I gave a pained sigh and returned to the work. The walls of the cubicle possessed what I took to be a magical power—an unstoppable ability to drain my enthusiasm
++++++
Two hours later I sidled into the mass congregation of my co-workers in the office room. The walls were painted a dull, peeling white. On one side of the room lay a wide counter space, stacked with an enormous, industrial-size coffee machine and two microwaves. On the other side were a few beige, torn and overstuffed couches. People had amassed on them like pigeons on a church-roof, about fifteen people stacked onto three ratty couches. Some were crammed onto the armrest like little children, their feet dangling above the stained carpet as they talked animatedly.
I shrank into the lineup in front of the coffee machine and gazed around. The attitudes, the
vibrancy
of everyone was astonishing—it sharply contrasted with the bleak and dilapidated environment they were working in. It may have been a callous thought, but I wondered how on earth these people managed to be cheerful after three and a half hours of the kind of work we were expected to do? Surely it couldn't be just the work.

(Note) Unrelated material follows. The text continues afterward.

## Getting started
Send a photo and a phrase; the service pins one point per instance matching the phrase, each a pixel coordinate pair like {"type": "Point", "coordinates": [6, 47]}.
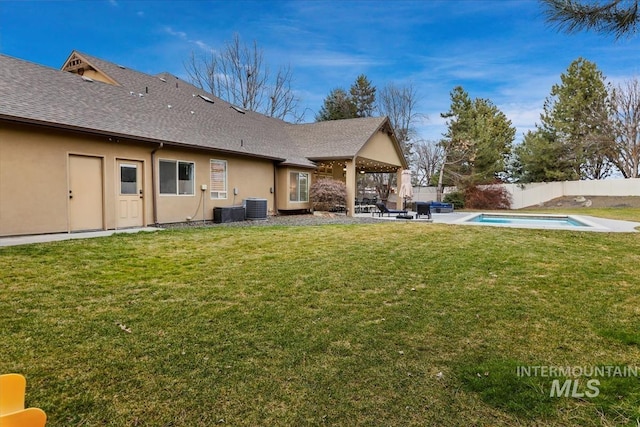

When I was going to Tech school I had been a long ways from an outcast. I had had good friends, an enjoyable social life—some of the dorm parties around spring break would have put
Girls Gone Wild
to shame. It was totally unlike me to be meek and shy away from crowds. Hell, how hard would it have been for me to say "Hi, nice to meet you, I'm new here and my name's Kelsey?" But before I had quite gathered what to say, people were already leaving the room in droves, chatting and laughing away. I slumped my shoulders, looked around for someone to speak to. Now it seemed everyone had their backs to me and had already left. Before I knew it I was alone. I turned around, finally at the front of the coffee line.
Or so I thought. I squealed as I bumped into a man with brown hair and a brown suit.